Because offenders can substitute non-banned guns and small magazines for banned AWs and LCMs, there is not a clear rationale for expecting the ban to reduce assaults and robberies with guns.96 But by forcing AW and LCM offenders to substitute non-AWs with small magazines, the ban might reduce the number of shots fired per gun attack, thereby reducing both victims shot per gunfire incident and gunshot victims sustaining multiple wounds. (p.81)

He makes one point on which everyone should be able to agree – there is no single factor that influences violence.  During much of the research that occurred while the ban was in effect there was a crack epidemic that influenced violent behavior.  It also occurred shortly after the deinstitutionalization of the mentally ill when funding for and availability of outpatient clinics was completely inadequate for the large number of people who were no longer hospitalized.  In 2004 the ban expired and there is clear evidence the number of mass shootings has increased, but why?

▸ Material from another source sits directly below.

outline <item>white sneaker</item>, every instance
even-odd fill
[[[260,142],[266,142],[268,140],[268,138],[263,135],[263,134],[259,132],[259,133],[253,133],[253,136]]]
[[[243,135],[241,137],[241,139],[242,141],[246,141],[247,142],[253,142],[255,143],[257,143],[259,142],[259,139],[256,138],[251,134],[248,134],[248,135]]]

We must examine the culture of violence not as merely a gun issue, or a mental health issue, or a drug issue, or even a moral issue.  We must examine the culture of violence as a threat to safety, security, and well-being.  The politicians and lobbyist had their chance to address the issues and they clearly demonstrated they cared more about their own self-interest than safety, security, or well-being of the citizens of the United States.  What they did went beyond benign neglect.  It was at best apathy and at the worst a lack of respect for human dignity and life.

It is time for academia, health care, and the faith communities to take on the issues that have resulted in the culture of violence.  We need a fresh perspective that is rational, evidence based, and driven by concerned citizens.  It is time to take the box the lobbyists and politicians have put the issue of gun violence in and break it down and throw it in the recycling bin.  It is time to think outside the box.  The people who care about rationality, evidence, and human dignity and are not driven by personal financial gain or votes need to step forward.  It would be nice if our government could be trusted to prevent violence, protect human dignity, and support a culture of life.  I do not think they have the courage to do so.  While politicians continue to talk to the people that stood by an let a culture of violence go unchecked those who view life as sacred need to address the issues with open minds and open hearts.  Finding the root cause of gun violence requires that be willing to accept that life is sacred.  Guns are not.